Indeed, the price barrier to virtual reality goggles is coming down. VR used to be cool yet expensive, but that is changing to just being cool. You can find decent goggles for around $500, or even build your own. Years ago, you had to spend upwards of $1000 on a good yaw/pitch/roll head tracker. Now, you can buy decent ones for about $100, and if you wanted to make your own, components will cost you just a few dollars. Sure, if you want professional-grade performance - truly high resolution, high-precision tracking, high-quality optics with very little distortion - you will still need to pay professional-grade prices. However, the high school teacher that wants some VR in the classroom, or the gamer that wants to wear some 3D on the head without breaking the bank, are starting to have viable options.
A VR goggle by itself, inexpensive as it may be, is still just a monitor on the head. To interact with the application - game, 3D paint program, operating system - you'll want to start adding sensors. The motion tracker on the goggles will tell you which way your head is turned, but that's not enough. How can I choose an option? Raise a weapon? Manipulate a virtual object? Sensors, sensors and more sensors. Perhaps a Kinect can help capture your posture; an eye tracker can figure out your gaze. A pair of motion controllers will tell you where your hands are. The list can go on and on: a body suit gives additional information on other limbs; a voice recognition chip can help with voice commands. Cameras on the goggles can identify faces, objects or markers around you. Biometric sensors can tell if you are breathing heavily, if your heart rate is up or even if you are drunk.
Sounds like a serious case of sensor overload with several problems. Some tactical problems include:
- Complexity. How many sensors are you willing to wear in order for a game to know what it needs to know about you? Once you are done putting all the sensors on you, would you be willing to start instrumenting the gaming weapon? Putting markers on the walls? Connecting cameras in the room?
- Which sensor to use when? A Kinect might be great at understanding your posture when you are right in front of the TV, but what happens when you walk away? How robust are sensors in various lighting conditions? What happens when one sensor breaks down? How does one determine which sensors are available and which sensors are best to use at any given time?
- Timing and synchronization - can you read out the data from multiple sensors in a synchronized, low-latency method? Can you get them over to the host computer (game console, PC, tablet) in a wireless fashion?
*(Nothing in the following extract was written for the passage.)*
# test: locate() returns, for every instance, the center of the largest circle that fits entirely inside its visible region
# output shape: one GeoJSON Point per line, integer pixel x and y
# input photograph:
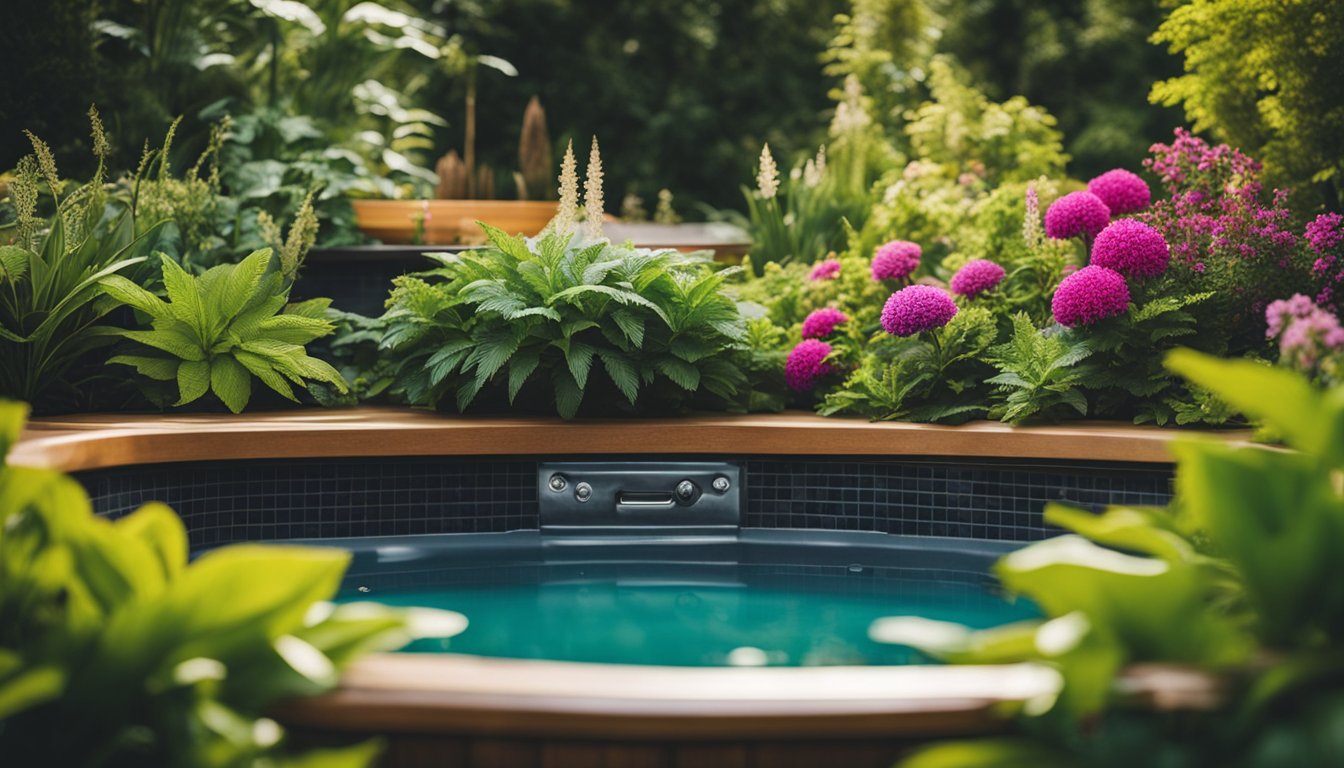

Tactical problems aside, the strategic issue is that very often, what the application really needs is not the raw data but rather some higher-level understanding of the context of the user. It's nice to know that both knees are bent at 90 degrees and that the user's body is stationary, but wouldn't the application just want to know what the user is sitting down? That the gaming weapon has been raised to the shoulder? The the user is very close to the sofa in the living room and, in fact, on a collision course with it?
Sensors give us the data - unorganized facts that need to be processed. What we also really want is information - organizing, processing and putting the data in context so that it becomes useful.
Context leads us to a higher-level understanding and is highly useful. Imagine writing a game where you truly understand the user's activity (running, jumping, sitting down, on the ground, holding a steering wheel), position (1 meter away from the sofa, lifting the gaming weapon, at a heading of 45 degrees relative to another player) and even the biophysical or emotional state - tired, excited, scared.
What is needed is a framework or architecture to collect data from sensors, fuse it and generate useful information and context. A low-cost goggle with decent image quality is good news, but getting the context right is key to the next-level of immersion and interaction.